На железнодорожной станции избрали нового начальника. На этот раз это был честный, добрый человек, он давно знал Анатолия Васильевича и уважал его. Он распорядился выделить для Анатолия Васильевича квартиру, и вскоре дедушка с внуками стали жить в настоящем доме. В квартире было две комнаты. Одну без обсуждений отдали Валентину — его увлечение требовало уединения и сосредоточенности. Коля с Томой, по привычке, выбрали кухню и развесили там свои гамаки. Ну а дедушка и Шиша заняли большую комнату. К лету дедушка так окреп, что вышел на работу. Начальник станции предложил ему на выбор несколько мест: в билетной кассе, продавцом в газетный киоск и дежурным на телефоне, но дедушка предпочёл вернуться на прежнее место — ремонтником. Дедушка загорелся идеей построить дом. Он работал в несколько смен, сверхурочно. Даже более молодые рабочие удивлялись такой работоспособности и советовали поберечь себя. На что дедушка, радостно улыбаясь, неизменно отвечал:

— Теперь у меня трое внуков, нам нужен свой дом.

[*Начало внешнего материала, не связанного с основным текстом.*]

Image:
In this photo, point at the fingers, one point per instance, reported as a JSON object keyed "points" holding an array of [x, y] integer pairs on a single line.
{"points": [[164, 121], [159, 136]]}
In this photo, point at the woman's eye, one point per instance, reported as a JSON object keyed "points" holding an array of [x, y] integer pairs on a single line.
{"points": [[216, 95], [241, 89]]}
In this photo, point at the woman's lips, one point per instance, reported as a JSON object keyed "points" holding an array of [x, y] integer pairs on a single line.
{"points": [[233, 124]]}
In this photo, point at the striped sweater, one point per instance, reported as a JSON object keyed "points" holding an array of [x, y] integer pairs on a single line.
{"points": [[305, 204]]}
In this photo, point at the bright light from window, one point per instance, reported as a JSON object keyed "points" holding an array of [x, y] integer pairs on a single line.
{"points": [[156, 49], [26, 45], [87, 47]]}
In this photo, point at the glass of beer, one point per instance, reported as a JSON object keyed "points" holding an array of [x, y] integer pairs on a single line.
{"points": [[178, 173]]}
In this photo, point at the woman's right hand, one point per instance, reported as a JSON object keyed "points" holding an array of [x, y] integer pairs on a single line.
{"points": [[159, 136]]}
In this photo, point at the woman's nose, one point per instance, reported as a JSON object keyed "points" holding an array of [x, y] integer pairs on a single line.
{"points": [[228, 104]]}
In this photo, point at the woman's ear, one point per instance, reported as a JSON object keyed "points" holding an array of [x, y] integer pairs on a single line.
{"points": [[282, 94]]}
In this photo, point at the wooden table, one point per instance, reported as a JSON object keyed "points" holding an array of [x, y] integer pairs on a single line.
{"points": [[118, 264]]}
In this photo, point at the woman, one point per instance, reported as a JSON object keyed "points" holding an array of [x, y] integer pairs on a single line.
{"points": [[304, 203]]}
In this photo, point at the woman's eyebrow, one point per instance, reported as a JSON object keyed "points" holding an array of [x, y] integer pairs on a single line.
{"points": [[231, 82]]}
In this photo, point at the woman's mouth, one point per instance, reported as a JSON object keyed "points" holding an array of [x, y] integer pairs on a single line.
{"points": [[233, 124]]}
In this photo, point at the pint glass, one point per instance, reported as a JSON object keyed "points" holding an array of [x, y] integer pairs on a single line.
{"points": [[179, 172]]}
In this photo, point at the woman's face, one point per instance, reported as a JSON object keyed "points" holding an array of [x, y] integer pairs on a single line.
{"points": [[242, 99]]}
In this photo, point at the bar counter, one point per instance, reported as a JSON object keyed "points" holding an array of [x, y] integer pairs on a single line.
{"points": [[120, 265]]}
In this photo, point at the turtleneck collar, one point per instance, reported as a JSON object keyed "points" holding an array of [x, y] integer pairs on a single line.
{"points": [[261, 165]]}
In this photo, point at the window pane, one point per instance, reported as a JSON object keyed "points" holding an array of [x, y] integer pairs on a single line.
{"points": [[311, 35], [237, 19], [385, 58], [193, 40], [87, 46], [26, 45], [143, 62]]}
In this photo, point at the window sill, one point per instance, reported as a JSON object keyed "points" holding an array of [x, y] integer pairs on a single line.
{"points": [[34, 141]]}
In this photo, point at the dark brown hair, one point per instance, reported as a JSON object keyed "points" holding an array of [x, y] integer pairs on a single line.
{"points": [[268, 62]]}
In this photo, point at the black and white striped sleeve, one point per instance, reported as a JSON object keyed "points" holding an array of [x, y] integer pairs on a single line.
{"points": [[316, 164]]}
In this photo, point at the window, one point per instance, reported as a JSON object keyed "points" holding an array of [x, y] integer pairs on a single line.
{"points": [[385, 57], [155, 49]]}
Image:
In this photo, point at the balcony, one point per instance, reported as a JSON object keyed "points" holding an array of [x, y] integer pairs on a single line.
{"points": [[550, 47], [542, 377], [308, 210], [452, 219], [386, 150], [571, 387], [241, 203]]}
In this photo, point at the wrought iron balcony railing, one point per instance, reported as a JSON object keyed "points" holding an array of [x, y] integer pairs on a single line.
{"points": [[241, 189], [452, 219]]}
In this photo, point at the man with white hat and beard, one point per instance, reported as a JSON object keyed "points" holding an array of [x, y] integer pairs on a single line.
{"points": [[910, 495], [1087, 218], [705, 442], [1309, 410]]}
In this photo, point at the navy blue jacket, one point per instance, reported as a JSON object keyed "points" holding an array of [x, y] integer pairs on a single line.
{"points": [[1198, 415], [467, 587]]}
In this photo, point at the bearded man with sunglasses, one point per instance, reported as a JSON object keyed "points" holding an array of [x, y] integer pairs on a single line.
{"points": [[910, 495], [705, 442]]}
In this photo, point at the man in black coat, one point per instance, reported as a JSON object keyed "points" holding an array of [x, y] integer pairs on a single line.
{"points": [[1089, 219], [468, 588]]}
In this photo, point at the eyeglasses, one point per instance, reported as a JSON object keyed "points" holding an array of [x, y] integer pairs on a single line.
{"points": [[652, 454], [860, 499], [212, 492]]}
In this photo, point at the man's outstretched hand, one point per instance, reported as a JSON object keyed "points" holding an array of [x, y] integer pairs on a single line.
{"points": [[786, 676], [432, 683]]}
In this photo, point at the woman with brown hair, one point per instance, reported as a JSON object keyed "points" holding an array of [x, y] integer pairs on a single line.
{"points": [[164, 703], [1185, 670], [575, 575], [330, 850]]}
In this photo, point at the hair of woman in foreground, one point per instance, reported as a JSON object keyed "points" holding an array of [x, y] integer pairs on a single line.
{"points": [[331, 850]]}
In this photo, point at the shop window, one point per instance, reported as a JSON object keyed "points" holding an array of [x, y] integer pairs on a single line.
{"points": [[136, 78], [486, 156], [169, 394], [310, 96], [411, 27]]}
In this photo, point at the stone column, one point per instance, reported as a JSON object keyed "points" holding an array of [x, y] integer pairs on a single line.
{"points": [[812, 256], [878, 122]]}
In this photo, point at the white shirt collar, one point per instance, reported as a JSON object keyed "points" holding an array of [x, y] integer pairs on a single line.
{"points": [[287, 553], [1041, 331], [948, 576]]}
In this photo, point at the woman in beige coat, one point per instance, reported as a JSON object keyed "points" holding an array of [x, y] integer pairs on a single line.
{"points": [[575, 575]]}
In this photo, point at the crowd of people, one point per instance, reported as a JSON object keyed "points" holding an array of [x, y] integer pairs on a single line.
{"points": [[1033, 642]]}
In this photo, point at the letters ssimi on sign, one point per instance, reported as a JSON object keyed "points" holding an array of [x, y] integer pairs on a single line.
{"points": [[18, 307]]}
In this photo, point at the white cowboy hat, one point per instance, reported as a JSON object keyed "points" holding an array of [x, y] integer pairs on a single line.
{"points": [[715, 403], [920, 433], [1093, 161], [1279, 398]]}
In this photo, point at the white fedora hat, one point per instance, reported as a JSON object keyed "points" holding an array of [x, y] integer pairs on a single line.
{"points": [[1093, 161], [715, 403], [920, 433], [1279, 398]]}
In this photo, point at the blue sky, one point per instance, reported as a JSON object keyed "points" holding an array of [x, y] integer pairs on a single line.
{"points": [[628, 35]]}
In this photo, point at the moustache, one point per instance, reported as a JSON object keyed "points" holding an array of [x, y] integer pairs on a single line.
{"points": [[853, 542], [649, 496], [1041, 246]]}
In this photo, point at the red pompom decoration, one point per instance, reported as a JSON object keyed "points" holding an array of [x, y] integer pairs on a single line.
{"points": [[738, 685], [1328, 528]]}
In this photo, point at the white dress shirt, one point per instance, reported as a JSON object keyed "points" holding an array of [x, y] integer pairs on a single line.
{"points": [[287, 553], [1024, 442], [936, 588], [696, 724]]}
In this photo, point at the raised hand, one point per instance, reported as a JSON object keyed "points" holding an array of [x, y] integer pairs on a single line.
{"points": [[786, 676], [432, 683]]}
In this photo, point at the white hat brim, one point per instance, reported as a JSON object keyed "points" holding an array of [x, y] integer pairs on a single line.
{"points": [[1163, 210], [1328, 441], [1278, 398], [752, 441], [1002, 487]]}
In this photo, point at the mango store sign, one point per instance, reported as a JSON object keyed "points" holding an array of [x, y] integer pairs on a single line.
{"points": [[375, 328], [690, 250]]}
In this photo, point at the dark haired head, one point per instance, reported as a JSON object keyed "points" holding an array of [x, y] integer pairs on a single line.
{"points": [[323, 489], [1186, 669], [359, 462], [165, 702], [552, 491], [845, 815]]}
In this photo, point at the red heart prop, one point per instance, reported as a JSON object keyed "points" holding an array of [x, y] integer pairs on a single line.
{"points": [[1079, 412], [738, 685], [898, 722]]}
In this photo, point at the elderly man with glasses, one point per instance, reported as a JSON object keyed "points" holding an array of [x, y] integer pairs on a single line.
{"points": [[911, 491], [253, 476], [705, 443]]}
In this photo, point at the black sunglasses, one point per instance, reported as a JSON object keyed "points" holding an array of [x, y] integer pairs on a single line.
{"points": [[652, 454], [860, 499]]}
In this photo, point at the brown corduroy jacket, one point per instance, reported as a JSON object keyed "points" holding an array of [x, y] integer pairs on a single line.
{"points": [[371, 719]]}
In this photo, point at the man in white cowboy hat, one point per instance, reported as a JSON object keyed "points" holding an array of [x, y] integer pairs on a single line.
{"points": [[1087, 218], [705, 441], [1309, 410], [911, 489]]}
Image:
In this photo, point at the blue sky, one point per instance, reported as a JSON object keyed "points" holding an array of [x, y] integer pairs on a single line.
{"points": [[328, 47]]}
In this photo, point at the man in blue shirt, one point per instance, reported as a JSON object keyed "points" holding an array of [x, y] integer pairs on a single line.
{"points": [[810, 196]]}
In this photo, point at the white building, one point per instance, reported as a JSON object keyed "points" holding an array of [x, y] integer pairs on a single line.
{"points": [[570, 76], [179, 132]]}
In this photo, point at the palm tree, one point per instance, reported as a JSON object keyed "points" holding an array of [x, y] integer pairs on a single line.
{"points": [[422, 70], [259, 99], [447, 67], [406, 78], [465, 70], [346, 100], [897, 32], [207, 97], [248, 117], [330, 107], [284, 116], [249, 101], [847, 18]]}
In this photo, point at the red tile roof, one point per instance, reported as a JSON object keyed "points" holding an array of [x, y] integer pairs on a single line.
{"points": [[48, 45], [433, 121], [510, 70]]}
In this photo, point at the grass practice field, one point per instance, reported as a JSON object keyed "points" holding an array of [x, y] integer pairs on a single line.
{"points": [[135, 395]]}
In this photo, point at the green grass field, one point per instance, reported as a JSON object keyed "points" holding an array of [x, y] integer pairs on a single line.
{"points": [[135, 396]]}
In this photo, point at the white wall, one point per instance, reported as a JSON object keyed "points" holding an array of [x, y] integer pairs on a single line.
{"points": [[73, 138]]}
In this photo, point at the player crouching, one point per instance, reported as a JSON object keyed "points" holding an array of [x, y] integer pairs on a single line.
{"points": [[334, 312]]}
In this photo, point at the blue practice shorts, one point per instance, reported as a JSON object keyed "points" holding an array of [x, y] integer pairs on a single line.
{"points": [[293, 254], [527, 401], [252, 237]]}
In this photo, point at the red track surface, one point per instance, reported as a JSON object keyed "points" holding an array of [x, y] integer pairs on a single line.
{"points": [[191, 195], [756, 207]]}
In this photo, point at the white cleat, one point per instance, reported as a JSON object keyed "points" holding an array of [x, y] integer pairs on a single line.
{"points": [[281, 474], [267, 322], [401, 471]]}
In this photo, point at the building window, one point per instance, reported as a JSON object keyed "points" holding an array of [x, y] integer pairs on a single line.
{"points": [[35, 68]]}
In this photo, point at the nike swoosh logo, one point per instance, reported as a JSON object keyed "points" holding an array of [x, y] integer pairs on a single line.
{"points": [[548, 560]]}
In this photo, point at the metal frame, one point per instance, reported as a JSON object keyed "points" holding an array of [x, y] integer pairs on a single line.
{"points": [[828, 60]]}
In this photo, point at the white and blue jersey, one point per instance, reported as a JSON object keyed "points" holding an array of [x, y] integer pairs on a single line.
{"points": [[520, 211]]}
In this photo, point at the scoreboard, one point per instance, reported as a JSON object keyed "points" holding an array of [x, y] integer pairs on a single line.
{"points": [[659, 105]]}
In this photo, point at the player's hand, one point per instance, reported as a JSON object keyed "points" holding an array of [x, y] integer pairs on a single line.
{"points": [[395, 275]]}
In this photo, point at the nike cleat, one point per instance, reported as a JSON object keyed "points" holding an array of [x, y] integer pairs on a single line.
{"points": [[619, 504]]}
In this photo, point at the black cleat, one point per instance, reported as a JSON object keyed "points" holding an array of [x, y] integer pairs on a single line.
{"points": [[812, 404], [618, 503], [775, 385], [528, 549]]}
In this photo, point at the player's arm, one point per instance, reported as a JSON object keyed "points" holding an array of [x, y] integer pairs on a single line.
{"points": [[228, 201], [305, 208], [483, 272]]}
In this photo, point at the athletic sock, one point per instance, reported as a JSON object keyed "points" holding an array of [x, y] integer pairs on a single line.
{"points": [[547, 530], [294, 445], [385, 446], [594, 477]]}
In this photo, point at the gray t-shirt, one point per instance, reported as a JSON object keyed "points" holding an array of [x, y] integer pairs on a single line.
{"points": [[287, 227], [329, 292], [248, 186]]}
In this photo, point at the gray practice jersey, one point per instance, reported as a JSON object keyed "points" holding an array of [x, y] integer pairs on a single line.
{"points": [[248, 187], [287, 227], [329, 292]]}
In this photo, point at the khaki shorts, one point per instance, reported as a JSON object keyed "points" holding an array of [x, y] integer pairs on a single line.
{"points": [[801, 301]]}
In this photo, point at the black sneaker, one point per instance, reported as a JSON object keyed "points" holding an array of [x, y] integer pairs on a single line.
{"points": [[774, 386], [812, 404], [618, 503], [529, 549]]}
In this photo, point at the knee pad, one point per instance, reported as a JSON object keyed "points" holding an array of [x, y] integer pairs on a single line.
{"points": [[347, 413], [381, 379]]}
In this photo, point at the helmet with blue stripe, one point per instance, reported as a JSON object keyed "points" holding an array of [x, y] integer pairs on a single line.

Жили очень экономно, почти всё жалованье откладывали. Тома рыбачила, крупную рыбу продавала на рынке, а остальную ели сами. К осени начали строительство. Место для дома выбрали на большой солнечной поляне, на краю берёзовой рощи, неподалёку от станции. В конце августа заложили первый камень, а осенью уже вовсю шла стройка. Дети помогали деду, стучали молотки. Пахло смолой, свежим деревом и подмёрзшей листвой. Каждый думал о чём-то своём. Валентин мечтал о большой веранде, где он мог бы сушить травы. Дедушка тревожился о Коле — из-за строительства в школу его в этом году не отдали, а к следующей осени ему будет уже восемь. Коля вспоминал, как они с Томой вырубали в тыквах люки, как проскальзывала сквозь пальцы мягкая волокнистая середина, когда они вычёрпывали её руками. И этот запах из глубины тыквы, такой холодный, свежий и немного печальный, как сама осень. Тома ни о чём не думала, она напевала, заколачивая гвоздики, и ей было хорошо.